Tuesday, June 23, 2009

More scriptural passages to live by

Folks sometimes ask me, “What are your favorite scriptural passages?” In a recent column I answered with Jewish, Christian and Muslim texts. Today we’ll look at three Asian treasures.

•“When men lack a sense of awe, there will be disaster” begins Chapter 72 of the Tao Te Ching in the Gia-Fu Feng/Jane English version of this ancient Taoist classic.

Some translations use the word “fear” instead of “awe,” but in either case the warning means that unless we are aware of what counts, we are in danger.

Our desacralized culture can easily distract us. There is nothing wrong with talking on a cell phone, but not while driving; you better pay attention to the road.

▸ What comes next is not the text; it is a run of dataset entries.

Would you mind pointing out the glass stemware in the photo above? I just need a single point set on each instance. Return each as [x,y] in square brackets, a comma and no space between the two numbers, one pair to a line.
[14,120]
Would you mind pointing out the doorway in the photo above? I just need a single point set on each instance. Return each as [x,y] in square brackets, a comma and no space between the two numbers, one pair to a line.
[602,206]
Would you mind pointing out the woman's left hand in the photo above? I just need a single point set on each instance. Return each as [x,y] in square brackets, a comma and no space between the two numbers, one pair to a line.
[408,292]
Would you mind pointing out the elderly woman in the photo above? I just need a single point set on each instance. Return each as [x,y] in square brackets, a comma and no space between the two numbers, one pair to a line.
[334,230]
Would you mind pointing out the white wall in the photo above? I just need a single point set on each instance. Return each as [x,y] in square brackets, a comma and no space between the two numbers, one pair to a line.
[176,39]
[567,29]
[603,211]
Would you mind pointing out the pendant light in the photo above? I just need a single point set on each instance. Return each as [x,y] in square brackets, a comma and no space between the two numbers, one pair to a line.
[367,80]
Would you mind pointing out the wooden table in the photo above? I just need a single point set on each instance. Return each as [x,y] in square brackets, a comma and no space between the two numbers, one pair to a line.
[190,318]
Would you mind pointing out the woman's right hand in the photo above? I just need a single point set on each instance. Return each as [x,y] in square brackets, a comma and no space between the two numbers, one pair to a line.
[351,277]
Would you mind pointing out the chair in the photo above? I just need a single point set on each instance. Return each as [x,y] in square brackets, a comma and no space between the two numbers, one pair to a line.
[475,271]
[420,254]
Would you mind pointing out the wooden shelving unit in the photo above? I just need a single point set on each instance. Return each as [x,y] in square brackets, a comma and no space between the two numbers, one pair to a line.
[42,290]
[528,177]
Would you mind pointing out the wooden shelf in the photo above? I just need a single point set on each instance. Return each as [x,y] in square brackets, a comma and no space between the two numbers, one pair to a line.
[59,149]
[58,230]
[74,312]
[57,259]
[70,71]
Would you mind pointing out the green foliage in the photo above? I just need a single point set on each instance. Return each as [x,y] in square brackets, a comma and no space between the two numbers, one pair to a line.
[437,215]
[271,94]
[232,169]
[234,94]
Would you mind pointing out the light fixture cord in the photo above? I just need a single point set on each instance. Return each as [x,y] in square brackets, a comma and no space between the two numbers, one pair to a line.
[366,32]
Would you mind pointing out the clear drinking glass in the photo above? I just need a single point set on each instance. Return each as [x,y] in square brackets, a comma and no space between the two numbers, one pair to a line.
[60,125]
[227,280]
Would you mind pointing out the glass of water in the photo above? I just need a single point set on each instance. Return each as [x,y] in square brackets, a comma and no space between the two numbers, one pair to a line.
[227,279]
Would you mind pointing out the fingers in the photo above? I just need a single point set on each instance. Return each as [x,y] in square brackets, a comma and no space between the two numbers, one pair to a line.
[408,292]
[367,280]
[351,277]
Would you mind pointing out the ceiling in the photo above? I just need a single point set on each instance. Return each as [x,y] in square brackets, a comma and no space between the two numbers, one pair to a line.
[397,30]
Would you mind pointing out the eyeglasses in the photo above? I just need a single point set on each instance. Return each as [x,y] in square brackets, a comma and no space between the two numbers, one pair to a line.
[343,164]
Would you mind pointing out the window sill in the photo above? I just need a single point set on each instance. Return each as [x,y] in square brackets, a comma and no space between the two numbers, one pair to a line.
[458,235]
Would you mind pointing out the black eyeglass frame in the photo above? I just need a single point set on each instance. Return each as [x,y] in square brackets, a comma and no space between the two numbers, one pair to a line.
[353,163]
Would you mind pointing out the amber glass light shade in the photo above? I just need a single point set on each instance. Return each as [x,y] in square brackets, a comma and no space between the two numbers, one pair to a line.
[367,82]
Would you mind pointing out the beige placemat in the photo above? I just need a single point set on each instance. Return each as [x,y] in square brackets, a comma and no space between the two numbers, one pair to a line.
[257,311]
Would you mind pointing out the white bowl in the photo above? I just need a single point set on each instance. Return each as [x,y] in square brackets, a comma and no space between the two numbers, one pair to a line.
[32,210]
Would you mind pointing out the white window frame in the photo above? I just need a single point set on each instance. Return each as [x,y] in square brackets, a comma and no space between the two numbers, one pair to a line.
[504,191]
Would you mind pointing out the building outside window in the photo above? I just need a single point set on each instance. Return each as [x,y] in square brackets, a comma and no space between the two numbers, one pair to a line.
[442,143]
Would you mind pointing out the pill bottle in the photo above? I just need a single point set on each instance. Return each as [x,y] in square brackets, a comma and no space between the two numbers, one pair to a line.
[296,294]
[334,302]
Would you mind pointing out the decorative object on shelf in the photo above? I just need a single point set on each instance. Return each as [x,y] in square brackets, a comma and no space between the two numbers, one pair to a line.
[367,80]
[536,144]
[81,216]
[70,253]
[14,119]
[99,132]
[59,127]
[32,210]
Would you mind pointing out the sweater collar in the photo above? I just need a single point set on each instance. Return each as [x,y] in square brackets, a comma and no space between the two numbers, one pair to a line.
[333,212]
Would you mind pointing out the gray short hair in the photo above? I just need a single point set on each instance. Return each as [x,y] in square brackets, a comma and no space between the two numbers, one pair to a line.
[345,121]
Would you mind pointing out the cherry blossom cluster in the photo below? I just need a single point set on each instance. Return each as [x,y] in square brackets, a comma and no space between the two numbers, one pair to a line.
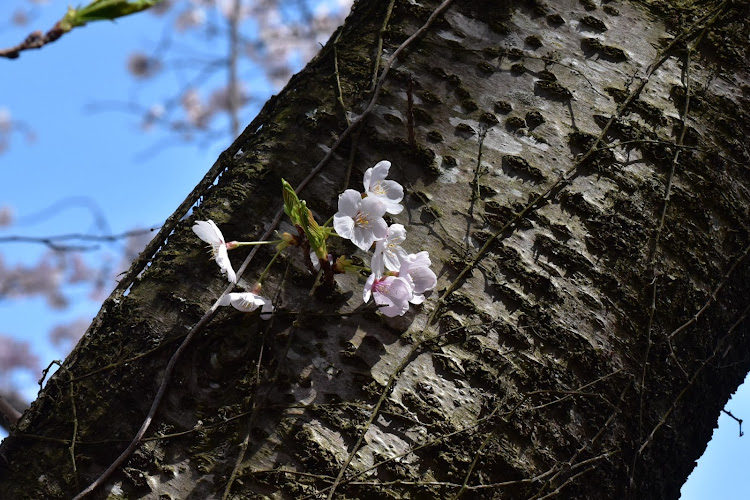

An economy leveraged by those more focused on their pay than on working for the common good leads to widespread hurt and failure.

More generally, when our preoccupation with the partial overwhelms feeling the whole miracle of existence, the impulse weakens to share what we have with others, and we may do crazy things.

But with awe we can see that the universe is, in William Blake’s words, “infinite and holy.”

•The Heart Sutra may be the most commonly chanted Buddhist text. In English, it is less than 300 words long.

Halfway through is the astonishing claim that there is “no truth of suffering, of the cause of suffering, of the cessation of suffering nor of the path” — in effect denying the Four Noble Truths that the Buddha himself taught.

So here is a Buddhist text that seems to undermine the very foundation of Buddhism. I know of no parallel text in any other religion.

But Buddhism, at least in theory, is based on undermining itself. It is an ancient post-modernism, calling into question any description of reality, including its own, because humans crave descriptions of reality more than reality itself.

•The Hindu Bhagavad-Gita 2:47 teaches us to “act without attachment to the result,” advising us that our minds become polluted when we desire an end more than simply doing what is right.

Inaction is not an option. But only with a clear head can we discern our responsibility and act on it, as if it were a sacrament.

We cannot be sure of the ultimate result, only of the integrity of our act. The outcome is in God’s hands.

These scriptural passages urge me to pay attention to what counts, to regard any human system of thought or picture of reality with caution, and to do the right thing without worrying about the consequence.